NVIDIA has already partnered with Oracle, Microsoft Azure is expected to begin hosting the DGX Cloud next quarter, and Google Cloud will soon join the effort by offering DGX Cloud services on a hosted basis to enterprises that are interested in building new products and developing AI strategies.
According to Jen-Hsun Huang, this partnership brings NVIDIA's ecosystem into the hands of cloud providers, while expanding NVIDIA's market size and reach. Enterprises will be able to rent DGX cloud clusters on a monthly basis, ensuring they can quickly and easily scale large multi-node AI training.
At the same time, Jen-Hsun Huang also launched NVIDIA AI Foundations, which consists of a series of cloud services for customers who need to build, refine and operate custom LLMs and generative AI trained with proprietary data and used for domain-specific tasks.
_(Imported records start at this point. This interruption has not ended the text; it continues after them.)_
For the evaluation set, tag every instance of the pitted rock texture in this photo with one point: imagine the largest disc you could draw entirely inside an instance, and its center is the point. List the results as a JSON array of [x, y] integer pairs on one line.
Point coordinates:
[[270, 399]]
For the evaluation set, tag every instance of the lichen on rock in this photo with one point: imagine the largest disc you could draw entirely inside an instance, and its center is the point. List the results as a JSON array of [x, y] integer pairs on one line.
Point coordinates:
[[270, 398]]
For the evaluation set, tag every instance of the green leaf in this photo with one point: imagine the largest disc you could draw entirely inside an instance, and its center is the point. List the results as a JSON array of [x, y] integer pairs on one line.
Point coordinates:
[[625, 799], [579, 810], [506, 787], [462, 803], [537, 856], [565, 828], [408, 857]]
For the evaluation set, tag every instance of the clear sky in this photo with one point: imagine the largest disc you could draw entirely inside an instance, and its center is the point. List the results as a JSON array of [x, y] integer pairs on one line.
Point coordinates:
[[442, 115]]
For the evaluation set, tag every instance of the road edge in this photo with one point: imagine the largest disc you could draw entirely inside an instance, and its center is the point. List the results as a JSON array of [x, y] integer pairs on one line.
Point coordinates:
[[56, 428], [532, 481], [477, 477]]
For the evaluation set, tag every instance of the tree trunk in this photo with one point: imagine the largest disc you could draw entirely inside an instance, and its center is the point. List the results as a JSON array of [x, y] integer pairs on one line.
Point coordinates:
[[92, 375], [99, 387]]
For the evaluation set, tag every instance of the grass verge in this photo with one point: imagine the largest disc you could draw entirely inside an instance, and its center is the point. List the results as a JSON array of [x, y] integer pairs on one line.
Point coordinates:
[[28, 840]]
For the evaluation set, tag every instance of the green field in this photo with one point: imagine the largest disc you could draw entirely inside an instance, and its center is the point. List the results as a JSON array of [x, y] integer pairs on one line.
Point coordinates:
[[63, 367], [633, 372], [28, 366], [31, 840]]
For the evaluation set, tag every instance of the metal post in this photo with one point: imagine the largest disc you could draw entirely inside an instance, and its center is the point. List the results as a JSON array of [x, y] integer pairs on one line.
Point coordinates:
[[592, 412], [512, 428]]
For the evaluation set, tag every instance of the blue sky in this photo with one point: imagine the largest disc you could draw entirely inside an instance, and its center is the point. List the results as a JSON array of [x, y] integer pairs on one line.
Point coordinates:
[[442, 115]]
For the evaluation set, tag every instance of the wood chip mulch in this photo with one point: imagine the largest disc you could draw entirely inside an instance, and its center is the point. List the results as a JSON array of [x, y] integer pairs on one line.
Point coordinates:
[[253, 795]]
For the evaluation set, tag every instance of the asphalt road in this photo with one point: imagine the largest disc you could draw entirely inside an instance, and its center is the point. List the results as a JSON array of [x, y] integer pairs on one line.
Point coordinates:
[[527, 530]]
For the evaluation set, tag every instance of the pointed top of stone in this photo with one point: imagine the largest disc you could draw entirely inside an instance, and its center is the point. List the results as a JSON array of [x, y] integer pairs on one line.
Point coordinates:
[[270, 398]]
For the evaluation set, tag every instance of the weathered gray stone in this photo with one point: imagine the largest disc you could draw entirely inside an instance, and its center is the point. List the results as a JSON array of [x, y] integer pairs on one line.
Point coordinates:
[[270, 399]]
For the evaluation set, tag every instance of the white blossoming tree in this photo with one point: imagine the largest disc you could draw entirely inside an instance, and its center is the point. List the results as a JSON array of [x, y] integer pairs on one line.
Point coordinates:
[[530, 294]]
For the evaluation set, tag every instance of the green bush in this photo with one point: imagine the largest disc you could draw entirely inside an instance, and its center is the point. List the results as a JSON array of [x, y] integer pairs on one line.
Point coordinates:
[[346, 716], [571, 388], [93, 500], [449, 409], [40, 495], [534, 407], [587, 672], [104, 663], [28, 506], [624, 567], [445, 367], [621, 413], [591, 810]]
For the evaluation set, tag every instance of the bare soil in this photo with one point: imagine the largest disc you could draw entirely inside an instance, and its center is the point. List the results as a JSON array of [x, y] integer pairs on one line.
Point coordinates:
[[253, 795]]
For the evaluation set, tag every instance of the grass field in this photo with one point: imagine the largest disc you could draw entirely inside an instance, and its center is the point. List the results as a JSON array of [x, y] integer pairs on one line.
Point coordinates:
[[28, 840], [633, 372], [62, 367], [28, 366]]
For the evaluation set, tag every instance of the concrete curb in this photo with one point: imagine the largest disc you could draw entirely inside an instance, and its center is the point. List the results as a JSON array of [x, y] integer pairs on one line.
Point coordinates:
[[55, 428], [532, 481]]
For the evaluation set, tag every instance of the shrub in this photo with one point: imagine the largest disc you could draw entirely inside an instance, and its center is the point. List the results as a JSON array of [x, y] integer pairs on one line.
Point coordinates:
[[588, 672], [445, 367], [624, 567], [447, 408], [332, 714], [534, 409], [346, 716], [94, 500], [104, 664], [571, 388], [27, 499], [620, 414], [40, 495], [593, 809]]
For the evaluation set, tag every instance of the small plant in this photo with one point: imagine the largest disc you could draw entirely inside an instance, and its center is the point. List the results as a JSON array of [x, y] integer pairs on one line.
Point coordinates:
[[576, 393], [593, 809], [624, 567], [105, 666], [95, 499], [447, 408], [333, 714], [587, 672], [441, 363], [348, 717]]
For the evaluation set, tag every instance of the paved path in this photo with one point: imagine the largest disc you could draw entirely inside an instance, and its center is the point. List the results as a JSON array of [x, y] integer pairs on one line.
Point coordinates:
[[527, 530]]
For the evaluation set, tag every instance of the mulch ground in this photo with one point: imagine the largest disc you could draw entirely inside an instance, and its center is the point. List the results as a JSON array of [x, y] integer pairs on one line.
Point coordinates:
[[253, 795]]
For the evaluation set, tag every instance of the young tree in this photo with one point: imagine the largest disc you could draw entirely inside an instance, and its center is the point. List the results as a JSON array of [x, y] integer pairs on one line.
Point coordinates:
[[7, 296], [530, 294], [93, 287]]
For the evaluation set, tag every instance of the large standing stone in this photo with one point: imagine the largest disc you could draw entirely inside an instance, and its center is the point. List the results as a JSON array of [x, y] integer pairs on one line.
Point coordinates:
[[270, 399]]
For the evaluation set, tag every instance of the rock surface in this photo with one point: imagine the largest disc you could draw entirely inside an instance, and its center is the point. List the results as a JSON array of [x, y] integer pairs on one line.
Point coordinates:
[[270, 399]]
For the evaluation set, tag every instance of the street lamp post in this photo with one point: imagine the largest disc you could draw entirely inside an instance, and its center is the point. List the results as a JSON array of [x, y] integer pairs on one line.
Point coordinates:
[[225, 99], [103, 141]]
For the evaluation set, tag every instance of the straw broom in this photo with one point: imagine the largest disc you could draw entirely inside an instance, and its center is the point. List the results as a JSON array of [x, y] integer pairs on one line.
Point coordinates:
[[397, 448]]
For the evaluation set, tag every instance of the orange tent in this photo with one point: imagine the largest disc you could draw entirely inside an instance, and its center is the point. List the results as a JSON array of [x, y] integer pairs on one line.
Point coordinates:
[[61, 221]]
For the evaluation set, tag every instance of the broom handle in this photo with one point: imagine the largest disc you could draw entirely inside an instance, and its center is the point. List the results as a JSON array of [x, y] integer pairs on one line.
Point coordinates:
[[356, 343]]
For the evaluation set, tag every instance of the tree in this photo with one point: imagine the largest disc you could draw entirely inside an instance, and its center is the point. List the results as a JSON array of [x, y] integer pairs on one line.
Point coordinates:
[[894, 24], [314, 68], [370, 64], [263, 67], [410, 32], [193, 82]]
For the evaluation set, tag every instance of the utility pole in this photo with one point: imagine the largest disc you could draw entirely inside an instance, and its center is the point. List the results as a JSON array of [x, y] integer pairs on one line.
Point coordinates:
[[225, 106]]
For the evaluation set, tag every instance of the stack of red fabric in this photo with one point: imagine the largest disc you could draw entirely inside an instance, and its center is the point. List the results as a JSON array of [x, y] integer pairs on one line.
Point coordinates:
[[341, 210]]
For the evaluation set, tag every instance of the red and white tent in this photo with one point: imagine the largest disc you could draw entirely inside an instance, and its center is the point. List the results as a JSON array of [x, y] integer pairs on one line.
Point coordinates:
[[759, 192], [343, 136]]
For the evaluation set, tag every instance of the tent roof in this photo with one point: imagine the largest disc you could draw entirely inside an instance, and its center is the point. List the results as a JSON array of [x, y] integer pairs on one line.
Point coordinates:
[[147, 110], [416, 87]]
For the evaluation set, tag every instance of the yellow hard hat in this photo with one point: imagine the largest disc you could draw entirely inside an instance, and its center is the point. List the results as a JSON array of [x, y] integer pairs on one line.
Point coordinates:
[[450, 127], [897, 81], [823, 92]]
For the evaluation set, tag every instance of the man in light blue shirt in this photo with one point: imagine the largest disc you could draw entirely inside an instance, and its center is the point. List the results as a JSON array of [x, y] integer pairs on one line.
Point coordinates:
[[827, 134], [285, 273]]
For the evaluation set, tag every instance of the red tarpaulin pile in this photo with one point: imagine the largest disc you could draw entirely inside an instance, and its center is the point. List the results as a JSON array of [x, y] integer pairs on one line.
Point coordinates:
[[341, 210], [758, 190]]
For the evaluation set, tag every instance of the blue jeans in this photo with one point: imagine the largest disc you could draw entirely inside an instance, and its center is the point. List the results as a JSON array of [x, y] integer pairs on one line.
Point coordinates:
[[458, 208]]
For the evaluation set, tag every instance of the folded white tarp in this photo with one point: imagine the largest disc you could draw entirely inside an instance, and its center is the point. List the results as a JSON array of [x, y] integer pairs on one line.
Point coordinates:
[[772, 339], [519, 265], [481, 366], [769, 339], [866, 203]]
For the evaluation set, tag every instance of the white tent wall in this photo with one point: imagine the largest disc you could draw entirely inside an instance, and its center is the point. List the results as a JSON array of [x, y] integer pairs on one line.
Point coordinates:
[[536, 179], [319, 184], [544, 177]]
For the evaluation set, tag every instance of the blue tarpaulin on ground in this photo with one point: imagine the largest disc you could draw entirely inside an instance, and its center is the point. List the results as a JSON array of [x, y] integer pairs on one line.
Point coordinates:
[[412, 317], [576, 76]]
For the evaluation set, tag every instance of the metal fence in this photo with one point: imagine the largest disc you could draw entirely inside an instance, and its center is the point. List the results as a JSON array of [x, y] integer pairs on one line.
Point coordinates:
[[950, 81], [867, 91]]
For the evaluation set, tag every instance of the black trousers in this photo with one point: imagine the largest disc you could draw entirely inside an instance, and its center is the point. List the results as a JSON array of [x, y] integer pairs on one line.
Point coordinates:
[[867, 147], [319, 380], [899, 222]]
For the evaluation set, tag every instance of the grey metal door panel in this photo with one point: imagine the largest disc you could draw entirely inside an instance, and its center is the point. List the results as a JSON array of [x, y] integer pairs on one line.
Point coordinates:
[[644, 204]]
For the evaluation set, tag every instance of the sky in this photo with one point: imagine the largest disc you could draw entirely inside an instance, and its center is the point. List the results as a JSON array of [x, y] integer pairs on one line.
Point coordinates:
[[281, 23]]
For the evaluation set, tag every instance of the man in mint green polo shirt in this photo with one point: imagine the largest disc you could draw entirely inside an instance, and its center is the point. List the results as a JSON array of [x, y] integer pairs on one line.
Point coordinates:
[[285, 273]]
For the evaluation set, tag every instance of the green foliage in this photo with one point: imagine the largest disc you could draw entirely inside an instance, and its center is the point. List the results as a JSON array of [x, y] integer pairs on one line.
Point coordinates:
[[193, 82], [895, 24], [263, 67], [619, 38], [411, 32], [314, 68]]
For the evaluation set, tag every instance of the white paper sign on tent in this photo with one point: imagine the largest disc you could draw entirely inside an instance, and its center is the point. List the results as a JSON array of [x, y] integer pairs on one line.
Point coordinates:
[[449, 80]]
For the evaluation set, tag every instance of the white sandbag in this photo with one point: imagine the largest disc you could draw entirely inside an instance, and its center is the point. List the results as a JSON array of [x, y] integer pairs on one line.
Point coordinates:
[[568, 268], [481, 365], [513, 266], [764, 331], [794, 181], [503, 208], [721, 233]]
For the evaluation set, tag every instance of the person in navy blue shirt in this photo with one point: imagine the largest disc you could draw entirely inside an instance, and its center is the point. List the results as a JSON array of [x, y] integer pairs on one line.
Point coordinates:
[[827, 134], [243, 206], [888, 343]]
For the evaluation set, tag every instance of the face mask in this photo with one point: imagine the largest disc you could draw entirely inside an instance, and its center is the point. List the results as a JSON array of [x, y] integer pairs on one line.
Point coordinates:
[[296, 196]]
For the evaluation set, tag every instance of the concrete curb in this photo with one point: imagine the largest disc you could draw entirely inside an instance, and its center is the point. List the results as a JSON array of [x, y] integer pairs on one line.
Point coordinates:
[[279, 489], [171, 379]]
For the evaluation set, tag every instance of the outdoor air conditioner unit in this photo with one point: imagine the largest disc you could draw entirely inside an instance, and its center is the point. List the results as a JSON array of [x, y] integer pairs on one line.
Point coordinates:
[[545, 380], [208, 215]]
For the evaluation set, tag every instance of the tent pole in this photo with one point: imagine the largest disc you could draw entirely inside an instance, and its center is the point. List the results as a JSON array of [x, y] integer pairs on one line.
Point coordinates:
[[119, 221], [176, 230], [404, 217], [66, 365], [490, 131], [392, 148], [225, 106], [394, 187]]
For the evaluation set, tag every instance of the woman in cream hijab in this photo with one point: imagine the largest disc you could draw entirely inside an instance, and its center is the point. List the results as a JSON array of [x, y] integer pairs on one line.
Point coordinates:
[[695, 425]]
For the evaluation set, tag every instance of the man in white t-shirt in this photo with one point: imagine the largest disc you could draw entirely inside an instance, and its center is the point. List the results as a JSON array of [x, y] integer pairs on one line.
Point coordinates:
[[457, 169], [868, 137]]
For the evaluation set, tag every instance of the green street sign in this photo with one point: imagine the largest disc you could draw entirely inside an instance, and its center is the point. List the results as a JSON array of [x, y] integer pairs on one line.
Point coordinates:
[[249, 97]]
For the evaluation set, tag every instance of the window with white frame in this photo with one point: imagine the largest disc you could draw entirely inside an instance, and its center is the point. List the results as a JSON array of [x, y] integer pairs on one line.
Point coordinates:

It will also partner with Adobe's to build a set of next-generation AI capabilities for the future of creativity.
AI Foundations' services include NVIDIA NeMo, for building text-to-text generative models; Picasso, a visual language modeling service for users who want to build models trained on licensed content; and BioNeMo, to help biomedical researchers.
For the metaverse space, NVIDIA introduced the third generation of the OVX computing system and a new generation of workstations to power the NVIDIA Omniverse Enterprise based large-scale digital twin.
By combining a dual CPU platform, BlueField-3 DPU, L40 GPU, two ConnectX-7 SmartNICs and NVIDIA Spectrum Ethernet platform, the third-generation OVX servers deliver breakthrough graphics and AI performance to accelerate applications such as large-scale digital twin simulation, which in turn improves operational efficiency and predictive planning capabilities .
Enterprises can leverage OVX performance to collaborate on visualization, virtual workstations and data center processing workflows.
In addition, Jen-Hsun Huang announced updates related to NVIDIA Omniverse, NVIDIA's platform for building and operating metaverse applications, adding a range of generative AI, simulation and emulation-related features to enable developers to more easily deploy industrial metaverse applications.
Platform-as-a-Service (PaaS) NVIDIA Omniverse Cloud is now available to select enterprises, enabling them to unify digitalization across their core products and business processes.
In addition to software, NVIDIA's hardware "highlight" is a technology "nuke" that was secretly developed for four years and flung at the chip manufacturing industry - through the breakthrough lithography computing library cuLitho which accelerates computational lithography by more than 40 times, making it possible to produce 2nm and more advanced chips. TSMC, the world's largest foundry, Asmac, the world's dominant lithographer, and Synopsys, the world's largest EDA giant, are all involved in the collaboration and introduction of this technology.
At the end of the keynote, Jen-Hsun Huang thanked NVIDIA's partners and said, "Generative AI will reshape almost every industry. Together, we are helping the world accomplish the impossible."
NVIDIA is the inventor of the GPU and a leader in artificial intelligence computing. Since this year, the cross research of quantum computing + AI is increasing, and with NVIDIA's GPU update and entry into quantum computing at the GTC conference this time, the integration of the two will be further accelerated.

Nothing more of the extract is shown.